In January Gov. Andrew Cuomo announced plans to spend $5 million on what he called a “really thorough feasibility study” to analyze whether a tunnel across Long Island Sound would be financially and practically feasible.
By Paul Hicks
In January Gov. Andrew Cuomo announced plans to spend $5 million on what he called a “really thorough feasibility study” to analyze whether a tunnel across Long Island Sound would be financially and practically feasible. The study, Cuomo said, will look at three potential destination points from Long Island: the Bronx, Westchester or Connecticut.
A bridge over or a tunnel under Long Island Sound is not a new idea. By some counts, there have been as many as fifteen proposals for a bridge or tunnel across the Sound. The most recent proposal, made by developer in 2008, would have created the longest highway tunnel in the world (from Oyster Bay to Rye) and cost an estimated $10 billion.
Various landing points have been considered over the years, including New Haven, Bridgeport and Stamford in Connecticut, as well as several in the Rye area. In the 1960s, Gov. Nelson Rockefeller and master builder Robert Moses pushed hard for a bridge between Oyster Bay and Rye, but they failed, largely because of local and environmental opposition on both sides of the Sound.
There have long been compelling reasons to shorten the distance and traveling time between the north shore of Long Island and the western shore of Long Island Sound. The first service, dating to the Colonial period, was provided by skippers of sailing sloops. Most such early journeys, however, were along the coasts rather than across the Sound, because of unpredictable tides and weather, especially in winter. The ships brought Quakers and many other residents of Long Island who settled in this area.
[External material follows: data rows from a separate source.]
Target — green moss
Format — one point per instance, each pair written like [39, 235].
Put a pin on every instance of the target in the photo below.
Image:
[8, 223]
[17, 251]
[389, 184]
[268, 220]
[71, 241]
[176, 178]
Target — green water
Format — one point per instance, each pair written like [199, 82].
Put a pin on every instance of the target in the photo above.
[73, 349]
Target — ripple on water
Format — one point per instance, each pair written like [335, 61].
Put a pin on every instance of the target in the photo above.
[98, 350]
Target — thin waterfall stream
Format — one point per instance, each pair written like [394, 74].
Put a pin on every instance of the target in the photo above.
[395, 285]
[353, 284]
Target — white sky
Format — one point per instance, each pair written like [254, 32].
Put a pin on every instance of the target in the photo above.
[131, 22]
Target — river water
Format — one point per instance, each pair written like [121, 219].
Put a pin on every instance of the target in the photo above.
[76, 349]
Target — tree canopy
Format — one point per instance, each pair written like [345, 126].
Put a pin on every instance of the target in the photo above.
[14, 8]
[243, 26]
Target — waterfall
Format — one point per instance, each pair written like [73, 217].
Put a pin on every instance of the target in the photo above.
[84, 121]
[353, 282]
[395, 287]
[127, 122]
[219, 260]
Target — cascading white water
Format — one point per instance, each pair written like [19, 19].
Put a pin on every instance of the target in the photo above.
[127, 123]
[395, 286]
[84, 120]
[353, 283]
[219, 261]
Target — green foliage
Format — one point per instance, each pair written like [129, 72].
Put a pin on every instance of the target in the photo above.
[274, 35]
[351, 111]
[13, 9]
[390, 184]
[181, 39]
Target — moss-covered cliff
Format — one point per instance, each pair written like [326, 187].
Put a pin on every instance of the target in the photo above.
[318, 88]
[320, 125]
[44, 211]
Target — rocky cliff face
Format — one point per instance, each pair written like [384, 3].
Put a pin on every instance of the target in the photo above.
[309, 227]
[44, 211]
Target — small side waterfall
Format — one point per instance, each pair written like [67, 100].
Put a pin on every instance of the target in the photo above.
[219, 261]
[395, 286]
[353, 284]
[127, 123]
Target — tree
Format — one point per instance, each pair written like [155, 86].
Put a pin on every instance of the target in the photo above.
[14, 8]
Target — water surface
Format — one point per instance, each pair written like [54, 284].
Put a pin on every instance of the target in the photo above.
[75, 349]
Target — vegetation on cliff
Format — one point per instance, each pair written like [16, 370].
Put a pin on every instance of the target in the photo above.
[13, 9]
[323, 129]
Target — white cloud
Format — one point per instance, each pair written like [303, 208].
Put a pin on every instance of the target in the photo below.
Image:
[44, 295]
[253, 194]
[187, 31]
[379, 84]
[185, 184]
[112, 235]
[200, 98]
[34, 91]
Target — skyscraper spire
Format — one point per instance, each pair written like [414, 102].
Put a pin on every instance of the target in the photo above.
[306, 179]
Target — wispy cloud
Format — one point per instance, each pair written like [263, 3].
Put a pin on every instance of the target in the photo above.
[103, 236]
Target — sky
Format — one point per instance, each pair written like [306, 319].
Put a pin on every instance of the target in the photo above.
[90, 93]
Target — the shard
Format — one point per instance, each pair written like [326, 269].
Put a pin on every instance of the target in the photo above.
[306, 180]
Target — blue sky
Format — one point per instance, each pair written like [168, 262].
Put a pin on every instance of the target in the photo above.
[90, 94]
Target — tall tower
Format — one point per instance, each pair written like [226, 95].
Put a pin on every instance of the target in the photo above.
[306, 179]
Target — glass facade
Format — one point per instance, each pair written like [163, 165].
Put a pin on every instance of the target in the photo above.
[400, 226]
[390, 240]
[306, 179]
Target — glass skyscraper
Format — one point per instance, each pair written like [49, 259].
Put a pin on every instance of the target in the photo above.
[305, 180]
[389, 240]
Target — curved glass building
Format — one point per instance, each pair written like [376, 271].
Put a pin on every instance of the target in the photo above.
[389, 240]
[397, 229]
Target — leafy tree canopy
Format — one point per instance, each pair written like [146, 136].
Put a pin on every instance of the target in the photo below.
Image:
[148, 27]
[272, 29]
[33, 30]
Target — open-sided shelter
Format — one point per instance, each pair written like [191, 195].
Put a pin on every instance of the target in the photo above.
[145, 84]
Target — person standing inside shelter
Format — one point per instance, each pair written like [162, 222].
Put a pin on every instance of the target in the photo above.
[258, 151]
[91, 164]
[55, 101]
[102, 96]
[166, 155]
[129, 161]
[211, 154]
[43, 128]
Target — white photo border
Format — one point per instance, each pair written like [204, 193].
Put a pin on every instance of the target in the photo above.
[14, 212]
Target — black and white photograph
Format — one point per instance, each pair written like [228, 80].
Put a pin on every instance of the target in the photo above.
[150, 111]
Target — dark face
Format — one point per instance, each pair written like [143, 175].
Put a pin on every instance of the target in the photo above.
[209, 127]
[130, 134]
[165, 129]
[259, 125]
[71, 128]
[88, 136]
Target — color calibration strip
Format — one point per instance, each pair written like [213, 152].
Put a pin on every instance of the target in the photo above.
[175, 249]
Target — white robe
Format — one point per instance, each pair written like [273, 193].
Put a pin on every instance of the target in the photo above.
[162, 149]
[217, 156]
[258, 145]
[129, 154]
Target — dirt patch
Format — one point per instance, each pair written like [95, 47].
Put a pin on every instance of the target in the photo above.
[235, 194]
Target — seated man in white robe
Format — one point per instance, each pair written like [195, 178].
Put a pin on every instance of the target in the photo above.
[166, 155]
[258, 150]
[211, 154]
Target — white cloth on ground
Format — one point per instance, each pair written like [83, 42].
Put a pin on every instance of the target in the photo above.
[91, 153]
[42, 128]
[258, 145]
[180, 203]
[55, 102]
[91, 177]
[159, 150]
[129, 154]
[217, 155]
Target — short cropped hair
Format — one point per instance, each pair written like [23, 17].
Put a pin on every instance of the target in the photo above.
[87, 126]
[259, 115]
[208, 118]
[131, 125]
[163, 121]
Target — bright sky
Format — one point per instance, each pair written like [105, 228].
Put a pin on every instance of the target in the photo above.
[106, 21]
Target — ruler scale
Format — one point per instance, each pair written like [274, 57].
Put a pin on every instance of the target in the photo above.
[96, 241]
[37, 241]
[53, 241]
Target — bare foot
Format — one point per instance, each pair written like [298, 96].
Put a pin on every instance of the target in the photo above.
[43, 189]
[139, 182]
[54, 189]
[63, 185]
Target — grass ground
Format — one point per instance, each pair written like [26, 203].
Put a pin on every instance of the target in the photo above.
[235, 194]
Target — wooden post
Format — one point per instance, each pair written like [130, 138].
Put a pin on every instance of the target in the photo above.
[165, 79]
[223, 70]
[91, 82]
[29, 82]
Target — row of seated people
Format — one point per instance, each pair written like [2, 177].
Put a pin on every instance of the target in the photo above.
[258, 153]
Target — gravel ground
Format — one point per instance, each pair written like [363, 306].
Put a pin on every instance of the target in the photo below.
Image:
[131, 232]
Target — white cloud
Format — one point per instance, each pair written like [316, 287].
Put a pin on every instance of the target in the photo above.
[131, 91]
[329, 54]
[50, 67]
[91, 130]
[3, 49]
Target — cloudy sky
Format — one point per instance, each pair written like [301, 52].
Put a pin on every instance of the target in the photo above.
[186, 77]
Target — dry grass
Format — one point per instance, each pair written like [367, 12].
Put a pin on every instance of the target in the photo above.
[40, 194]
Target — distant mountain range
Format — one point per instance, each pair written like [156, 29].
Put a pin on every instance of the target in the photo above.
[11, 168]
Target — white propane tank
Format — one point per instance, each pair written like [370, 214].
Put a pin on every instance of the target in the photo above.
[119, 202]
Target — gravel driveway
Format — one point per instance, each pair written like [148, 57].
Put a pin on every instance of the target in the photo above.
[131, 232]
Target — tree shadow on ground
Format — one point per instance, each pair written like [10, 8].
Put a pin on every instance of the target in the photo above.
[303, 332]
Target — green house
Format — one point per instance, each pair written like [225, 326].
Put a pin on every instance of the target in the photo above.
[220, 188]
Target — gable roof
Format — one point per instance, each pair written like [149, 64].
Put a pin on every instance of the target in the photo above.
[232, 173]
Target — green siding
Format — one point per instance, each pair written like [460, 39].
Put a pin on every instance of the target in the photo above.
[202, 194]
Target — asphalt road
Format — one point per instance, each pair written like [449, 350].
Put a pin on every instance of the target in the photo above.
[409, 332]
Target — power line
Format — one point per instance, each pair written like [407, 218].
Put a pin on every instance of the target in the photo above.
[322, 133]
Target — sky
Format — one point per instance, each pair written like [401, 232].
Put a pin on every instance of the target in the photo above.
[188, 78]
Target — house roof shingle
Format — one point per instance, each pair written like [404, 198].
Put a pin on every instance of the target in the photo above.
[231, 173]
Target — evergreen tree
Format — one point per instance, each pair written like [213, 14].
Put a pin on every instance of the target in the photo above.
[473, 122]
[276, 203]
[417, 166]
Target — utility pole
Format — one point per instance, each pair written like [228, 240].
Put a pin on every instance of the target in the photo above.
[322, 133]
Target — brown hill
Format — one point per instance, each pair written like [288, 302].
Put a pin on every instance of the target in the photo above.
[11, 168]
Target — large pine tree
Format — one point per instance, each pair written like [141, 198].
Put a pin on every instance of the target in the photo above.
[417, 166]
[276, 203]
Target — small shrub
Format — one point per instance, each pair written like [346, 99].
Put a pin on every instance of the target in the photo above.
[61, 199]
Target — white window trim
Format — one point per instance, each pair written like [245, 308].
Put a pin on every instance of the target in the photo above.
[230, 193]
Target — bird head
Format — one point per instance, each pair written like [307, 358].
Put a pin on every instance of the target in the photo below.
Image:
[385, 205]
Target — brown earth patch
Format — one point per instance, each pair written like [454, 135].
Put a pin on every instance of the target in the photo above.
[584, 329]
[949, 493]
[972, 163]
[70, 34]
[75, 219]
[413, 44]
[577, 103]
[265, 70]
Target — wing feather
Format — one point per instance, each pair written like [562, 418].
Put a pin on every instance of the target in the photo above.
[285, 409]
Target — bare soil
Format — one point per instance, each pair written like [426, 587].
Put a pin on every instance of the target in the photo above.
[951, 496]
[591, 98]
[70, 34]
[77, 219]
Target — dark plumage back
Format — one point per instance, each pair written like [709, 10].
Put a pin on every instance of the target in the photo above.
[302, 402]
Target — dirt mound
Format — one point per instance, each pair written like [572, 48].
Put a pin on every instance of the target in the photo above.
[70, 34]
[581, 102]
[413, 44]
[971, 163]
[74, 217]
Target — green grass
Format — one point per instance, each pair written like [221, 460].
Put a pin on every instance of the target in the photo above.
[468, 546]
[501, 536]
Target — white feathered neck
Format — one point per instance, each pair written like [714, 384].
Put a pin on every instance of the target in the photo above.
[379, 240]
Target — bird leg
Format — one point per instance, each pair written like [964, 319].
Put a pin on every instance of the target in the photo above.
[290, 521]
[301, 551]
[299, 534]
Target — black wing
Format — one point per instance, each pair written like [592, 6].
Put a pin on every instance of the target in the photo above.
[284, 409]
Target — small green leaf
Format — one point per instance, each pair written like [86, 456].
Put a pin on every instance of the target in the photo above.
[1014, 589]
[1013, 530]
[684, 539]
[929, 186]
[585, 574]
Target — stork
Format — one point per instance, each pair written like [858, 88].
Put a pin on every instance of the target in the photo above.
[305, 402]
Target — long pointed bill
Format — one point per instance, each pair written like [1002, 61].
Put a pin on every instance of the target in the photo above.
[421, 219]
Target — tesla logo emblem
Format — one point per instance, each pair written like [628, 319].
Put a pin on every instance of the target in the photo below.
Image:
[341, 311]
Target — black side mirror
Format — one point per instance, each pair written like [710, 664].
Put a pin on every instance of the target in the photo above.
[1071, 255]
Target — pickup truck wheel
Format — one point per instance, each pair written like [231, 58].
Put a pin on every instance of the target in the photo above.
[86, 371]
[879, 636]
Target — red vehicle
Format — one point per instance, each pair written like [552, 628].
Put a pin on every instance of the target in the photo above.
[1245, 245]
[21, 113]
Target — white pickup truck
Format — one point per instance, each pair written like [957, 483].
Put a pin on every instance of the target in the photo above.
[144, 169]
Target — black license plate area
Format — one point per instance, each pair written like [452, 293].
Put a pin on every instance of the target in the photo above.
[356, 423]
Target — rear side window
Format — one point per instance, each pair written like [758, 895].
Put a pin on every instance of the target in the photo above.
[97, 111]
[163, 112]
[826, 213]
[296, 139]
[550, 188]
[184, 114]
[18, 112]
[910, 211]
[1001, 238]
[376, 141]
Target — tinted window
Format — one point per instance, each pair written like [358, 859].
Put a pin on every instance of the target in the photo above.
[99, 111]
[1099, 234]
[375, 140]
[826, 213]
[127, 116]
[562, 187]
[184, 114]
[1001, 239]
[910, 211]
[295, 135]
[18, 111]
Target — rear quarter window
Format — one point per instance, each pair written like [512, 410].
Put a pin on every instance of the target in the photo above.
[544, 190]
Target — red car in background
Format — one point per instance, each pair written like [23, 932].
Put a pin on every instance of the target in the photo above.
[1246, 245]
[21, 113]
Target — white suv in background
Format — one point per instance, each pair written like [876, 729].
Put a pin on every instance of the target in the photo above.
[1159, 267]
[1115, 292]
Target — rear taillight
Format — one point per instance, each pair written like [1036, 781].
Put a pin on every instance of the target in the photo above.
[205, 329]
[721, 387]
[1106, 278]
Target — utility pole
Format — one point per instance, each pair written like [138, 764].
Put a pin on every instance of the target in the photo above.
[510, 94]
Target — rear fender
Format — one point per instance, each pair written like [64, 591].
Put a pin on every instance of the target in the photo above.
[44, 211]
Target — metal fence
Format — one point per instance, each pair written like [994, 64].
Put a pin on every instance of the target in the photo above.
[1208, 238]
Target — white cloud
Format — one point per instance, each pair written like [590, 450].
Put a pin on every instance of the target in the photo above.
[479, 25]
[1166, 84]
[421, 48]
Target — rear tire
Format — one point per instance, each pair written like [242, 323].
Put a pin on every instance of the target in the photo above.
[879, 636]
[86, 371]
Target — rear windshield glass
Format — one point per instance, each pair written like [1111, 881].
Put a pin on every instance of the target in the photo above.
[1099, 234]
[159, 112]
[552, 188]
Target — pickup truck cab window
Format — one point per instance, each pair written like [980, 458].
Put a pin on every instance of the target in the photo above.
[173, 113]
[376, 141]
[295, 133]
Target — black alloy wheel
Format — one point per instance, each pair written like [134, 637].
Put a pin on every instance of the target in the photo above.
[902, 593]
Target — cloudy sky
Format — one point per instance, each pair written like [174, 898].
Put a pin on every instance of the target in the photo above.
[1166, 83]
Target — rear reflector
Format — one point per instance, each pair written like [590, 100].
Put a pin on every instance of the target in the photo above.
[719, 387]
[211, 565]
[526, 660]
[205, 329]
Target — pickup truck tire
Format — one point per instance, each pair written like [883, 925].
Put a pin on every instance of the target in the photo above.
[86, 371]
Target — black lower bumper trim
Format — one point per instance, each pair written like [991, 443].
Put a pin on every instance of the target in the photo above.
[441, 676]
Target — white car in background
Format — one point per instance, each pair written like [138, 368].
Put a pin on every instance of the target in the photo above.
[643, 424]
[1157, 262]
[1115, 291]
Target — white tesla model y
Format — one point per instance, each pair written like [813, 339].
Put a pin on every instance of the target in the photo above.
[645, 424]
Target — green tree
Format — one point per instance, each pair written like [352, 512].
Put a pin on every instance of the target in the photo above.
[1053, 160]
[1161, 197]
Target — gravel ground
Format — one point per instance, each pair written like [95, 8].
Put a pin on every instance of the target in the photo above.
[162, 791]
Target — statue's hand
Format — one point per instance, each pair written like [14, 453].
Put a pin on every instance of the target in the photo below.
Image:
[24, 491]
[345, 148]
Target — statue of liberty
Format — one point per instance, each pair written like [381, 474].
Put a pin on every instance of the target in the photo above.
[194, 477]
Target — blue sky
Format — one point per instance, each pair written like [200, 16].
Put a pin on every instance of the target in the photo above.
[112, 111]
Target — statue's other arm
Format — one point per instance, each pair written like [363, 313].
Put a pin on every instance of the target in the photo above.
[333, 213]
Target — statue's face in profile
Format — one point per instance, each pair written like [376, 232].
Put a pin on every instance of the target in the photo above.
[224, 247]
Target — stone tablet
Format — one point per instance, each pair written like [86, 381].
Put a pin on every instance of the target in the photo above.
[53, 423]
According to Rye’s noted historian, Charles Baird, the Town of Rye had a wharf as early as 1679, located on “Fishing Rock” at the mouth of the Byram River. Sixty years later, twenty-six local residents invested in a company that obtained a patent and established a ferry service between Rye and Oyster Bay, which continued to operate until well after the end of the Revolutionary War. A ferry house, built in what is now the Greyrock section of Port Chester, contained a general store that catered both to local residents and travelers from Long Island.
Horse-powered ferries ran regularly scheduled services in Long Island Sound throughout the 1700s, with the unfortunate horses mounted on treadmills to power the paddlewheels. This improved reliability somewhat over sailing vessels until the arrival of steam-powered ships, beginning with a voyage of the steamship <Fulton> from New York to New Haven in 1815.
The <Fulton,> named for inventor Robert Fulton, was sloop-rigged with one mast and used her sails to accelerate her speed. It took a number of years, however, for steam vessels to fully replace packet boats for passenger, freight, and mail conveyance. Marilyn Weigold, an authority on Long Island Sound, notes that, “Many people were hesitant to travel on them because of the danger of explosions. Thus, it was not uncommon to tie a sailboat to a steamboat, which pulled the craft carrying the passengers.”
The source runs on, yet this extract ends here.